Vers 28 : « A ce reproche l’assemblée » : cette coupure après 6 syllabes crée une attente du lecteur, qui veut connaître la réaction de l’auditoire. 

Vers 29 : « par l’apologue réveillée » : encore un vers de 6 syllabes, qui accélère le rythme et donne la réponse à la question du lecteur. 

Vers 30 et 31 : « se donne entière à l’orateur » : il obtient enfin le succès espéré, non par la rhétorique classique mais par la fable : « un trait de fable en eut l’honneur ». 

Vers 33 : « nous sommes tous d’Athènes en ce point, et moi-même » = présent de vérité générale + « nous » qui inclut le lecteur + « d’Athènes » : métaphore = nous sommes tous pareils ; renforcé par « moi-même », ce qui amuse le lecteur car il sait que si La Fontaine écrit des fables, c’est aussi qu’elles l’amusent. 

Vers 34 : « au moment que je fais cette moralité » : il parle de lui, du moment de l’écriture et de ce qu’il écrit « moralité » : mise en abyme de l’écrivain écrivant. Distance à la fois humoristique et réflexive. 

Vers 35 : « si Peau d’Âne m’était conté » : il renvoie au conte populaire qui sera couché sur le papier quelques temps plus tard par Charles Perrault, son contemporain. 

Vers 36 : « J’y prendrais un plaisir extrême » : La Fontaine montre le plaisir de la lecture, l’attrait de la fiction divertissante par une hyperbole « plaisir extrême ». 

Vers 37 : « Le monde est vieux, dit-on : je le crois ; cependant » : il reprend une expression populaire, l’Europe est souvent désignée comme le « vieux monde » par opposition au « nouveau monde » = Amérique. « dit-on » est au présent, avec un pronom indéfini.
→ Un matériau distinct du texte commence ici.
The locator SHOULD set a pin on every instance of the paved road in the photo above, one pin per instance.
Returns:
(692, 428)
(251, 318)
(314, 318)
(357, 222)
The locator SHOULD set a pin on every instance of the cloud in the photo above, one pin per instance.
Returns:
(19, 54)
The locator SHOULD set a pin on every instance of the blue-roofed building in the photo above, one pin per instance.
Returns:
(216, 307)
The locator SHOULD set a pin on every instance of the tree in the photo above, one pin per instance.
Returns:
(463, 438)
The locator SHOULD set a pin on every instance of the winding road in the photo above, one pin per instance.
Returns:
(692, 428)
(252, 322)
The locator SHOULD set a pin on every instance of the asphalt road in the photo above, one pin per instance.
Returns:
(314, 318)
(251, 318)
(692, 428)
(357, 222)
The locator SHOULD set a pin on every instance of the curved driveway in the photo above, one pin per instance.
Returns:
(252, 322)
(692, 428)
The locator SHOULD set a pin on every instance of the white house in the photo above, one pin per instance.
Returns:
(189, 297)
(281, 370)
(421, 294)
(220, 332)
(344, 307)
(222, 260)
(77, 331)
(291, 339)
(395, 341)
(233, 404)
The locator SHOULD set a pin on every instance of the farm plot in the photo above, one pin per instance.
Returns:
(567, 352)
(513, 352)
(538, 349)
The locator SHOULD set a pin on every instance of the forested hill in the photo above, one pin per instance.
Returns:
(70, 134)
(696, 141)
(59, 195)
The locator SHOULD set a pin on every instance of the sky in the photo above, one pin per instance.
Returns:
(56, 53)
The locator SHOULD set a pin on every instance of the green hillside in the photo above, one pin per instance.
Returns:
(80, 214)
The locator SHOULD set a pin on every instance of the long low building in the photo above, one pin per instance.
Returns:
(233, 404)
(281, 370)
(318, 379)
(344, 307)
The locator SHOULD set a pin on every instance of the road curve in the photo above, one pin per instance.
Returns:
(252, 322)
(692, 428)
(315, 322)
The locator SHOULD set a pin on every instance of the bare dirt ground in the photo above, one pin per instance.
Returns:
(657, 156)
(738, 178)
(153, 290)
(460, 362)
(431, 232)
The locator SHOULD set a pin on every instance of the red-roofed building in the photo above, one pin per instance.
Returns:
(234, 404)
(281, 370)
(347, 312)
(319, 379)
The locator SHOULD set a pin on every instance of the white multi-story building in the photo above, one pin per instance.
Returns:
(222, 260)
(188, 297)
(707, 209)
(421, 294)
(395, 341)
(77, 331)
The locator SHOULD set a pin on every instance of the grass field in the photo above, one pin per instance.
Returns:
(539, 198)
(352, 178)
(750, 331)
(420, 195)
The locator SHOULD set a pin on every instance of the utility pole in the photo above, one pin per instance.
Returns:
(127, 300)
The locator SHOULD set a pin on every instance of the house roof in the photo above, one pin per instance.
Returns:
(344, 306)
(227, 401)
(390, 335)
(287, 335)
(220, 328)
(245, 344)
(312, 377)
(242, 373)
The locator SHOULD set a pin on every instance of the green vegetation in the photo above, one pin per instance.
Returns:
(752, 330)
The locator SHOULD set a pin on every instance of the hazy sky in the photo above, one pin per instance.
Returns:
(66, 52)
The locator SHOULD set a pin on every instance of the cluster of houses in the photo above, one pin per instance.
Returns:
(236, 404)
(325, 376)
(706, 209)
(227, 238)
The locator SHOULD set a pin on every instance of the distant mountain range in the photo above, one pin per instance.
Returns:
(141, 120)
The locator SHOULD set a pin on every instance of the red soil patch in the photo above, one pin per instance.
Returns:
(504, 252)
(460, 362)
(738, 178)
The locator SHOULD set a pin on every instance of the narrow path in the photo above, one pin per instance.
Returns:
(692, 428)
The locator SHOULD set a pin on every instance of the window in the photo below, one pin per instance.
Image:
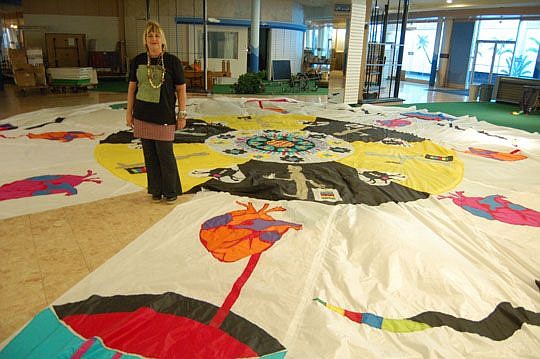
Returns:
(221, 45)
(527, 47)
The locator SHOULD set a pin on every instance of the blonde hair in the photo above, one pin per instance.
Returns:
(153, 26)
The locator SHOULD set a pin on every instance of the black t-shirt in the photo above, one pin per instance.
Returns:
(162, 112)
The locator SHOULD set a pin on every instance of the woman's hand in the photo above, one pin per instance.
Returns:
(129, 120)
(181, 120)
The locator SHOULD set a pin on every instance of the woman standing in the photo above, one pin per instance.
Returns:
(156, 80)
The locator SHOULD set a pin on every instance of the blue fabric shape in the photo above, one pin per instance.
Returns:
(516, 207)
(372, 320)
(490, 201)
(217, 221)
(478, 212)
(47, 337)
(43, 337)
(277, 355)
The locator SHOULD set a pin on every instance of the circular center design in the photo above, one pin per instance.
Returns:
(281, 146)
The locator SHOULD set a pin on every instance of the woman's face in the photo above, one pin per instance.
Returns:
(154, 42)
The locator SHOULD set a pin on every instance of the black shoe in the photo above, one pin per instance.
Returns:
(171, 199)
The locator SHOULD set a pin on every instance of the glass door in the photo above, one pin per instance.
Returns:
(492, 58)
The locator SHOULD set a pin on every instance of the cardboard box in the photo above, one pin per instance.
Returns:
(24, 78)
(40, 75)
(34, 56)
(17, 58)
La Fontaine introduit une opposition en enjambement « cependant ». 

Vers 38 : « Il le faut amuser encor comme un enfant » : le monde a besoin de divertissement, il a besoin des arts, il a besoin de La Fontaine et de ses fables. Le verbe « falloir » montre la nécessité des fables : elles sont indispensables pour communiquer efficacement. 

 

Conclusion : 

En définitive, La Fontaine signe un apologue divertissant pour le lecteur et instructif pour tout orateur ou écrivain. Il s’agit d’une leçon, que donne la morale finale : pour se faire entendre, rien ne sert de crier ou d’utiliser les leviers des grands rhéteurs, il suffit d’amuser son lecteur et la forme de la fable s’y prête plus spécialement. Il s’agit donc ici d’une apologie de la fable qui résonne particulièrement avec notre parcours « Rire et savoir » mais peut également être mis en relation avec le théâtre contemporain de La Fontaine : Molière, par ses comédies, questionne les relations sociales (L’école des femmes, Les fourberies de Scapin), fustige les dévots (Tartuffe), critique les médecins (La malade imaginaire, Le médecin malgré lui), etc.